Старик был доволен собой. Оставалось одно – подняться. Дети не подведут, а ему не впервой. Он усмехнулся, морщинки спали, как их не бывало. Доволен он был и тем, что младший – промолчал из уважения к нему и своим братьям.

Каждый из его сыновей в чём-то хорош. Если выделить одного – другие станут завидовать. Пройдут годы и зависть выльется в родовой конфликт и семейные дрязги. Так учил его отец. После тризны по отцу он стал главой Рода. За время старейшинства род поднялся и увеличился втрое. Появился достаток и свои рабы. И всё – благодаря словам отца. Пройдут годы, он уйдёт в мир, где обиталище богов и духов, а сыновья продолжат его путь.
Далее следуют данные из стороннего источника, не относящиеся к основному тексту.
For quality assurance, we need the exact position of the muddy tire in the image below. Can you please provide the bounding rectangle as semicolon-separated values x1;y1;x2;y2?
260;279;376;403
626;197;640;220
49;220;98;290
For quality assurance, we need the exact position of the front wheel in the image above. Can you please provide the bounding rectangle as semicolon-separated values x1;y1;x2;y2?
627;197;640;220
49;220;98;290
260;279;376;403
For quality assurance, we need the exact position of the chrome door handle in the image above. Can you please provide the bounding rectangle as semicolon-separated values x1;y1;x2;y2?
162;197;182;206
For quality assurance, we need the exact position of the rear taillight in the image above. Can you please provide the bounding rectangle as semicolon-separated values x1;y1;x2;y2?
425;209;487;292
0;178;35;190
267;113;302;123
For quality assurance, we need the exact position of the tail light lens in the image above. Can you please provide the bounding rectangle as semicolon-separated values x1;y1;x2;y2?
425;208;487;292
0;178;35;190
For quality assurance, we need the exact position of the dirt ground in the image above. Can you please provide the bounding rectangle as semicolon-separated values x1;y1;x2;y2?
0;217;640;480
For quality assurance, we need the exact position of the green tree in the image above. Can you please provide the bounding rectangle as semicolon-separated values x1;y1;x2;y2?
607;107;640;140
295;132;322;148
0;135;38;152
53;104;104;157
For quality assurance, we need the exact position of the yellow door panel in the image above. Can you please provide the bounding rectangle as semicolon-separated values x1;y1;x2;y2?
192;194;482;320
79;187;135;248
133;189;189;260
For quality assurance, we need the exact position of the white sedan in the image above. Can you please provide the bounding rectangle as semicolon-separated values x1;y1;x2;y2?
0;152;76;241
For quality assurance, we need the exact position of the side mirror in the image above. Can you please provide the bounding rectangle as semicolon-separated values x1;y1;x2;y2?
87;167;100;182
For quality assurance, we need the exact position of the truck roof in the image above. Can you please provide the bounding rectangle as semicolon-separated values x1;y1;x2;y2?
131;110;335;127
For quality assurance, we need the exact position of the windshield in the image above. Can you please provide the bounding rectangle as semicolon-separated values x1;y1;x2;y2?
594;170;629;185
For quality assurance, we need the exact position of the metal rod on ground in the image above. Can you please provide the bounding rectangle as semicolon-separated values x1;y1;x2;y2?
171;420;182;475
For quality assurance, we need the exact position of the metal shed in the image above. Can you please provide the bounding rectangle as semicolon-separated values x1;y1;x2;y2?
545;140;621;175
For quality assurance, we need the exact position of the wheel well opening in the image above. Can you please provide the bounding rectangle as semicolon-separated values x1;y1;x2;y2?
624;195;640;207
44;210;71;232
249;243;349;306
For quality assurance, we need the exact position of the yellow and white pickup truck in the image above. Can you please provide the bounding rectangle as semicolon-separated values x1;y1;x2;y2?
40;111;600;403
Тогда, в детстве, он учился искусству обработки камня. Потом учил своих детей нелёгкому кропотливому труду. Самым способным оказался Хинис. Сын превзошёл его и, это не могло не радовать сердце. Скульптуры заказывали у сына знатные и богатые скифы. Обычно это были надкурганные изваяния погребённых скифов. Другие служили маркерами дорог и перекрёстков облегчая ориентировку в зоне высокого разнотравья степи. Такой труд хорошо оплачивался… Старик давно решил, но не торопил события – к зиме Хинис сменит его и станет главой Рода…

Верёвки натянулись. Сорок хлестнул волов и зычно прикрикнул: – Го, го, пошли заразы, го! – Процессия тронулась. Старик негромко сказал сыну: – Садиться будем на передок воза на самых крутых участках подъёма. Если колёса и передняя ось начнут подниматься, не спеши прыгать. – Сын ответил молчаливым кивком, понимая сложность предстоящего предприятия; отвлекаться – некогда.

На протяжении всего подъёма сыновья следили за каждым, словом и жестом отца. Дважды за подъём у старика было ощущение – воз вот-вот опрокинется. Сорок не струсил. Он ни разу не спрыгнул. На одном из самых опасных мест, он схватился за верёвки и повис в сторону волов. Передняя ось опустилась и воз продолжил движение.

Подъём прошёл благополучно. Синхронная работа людей и животных дала свои результаты. Воз с содержимым: – тремя каменными бабами, выполз из глубокой балки и замер. Сыновья широко улыбались и громко разговаривали. У каждого из них всё получилось.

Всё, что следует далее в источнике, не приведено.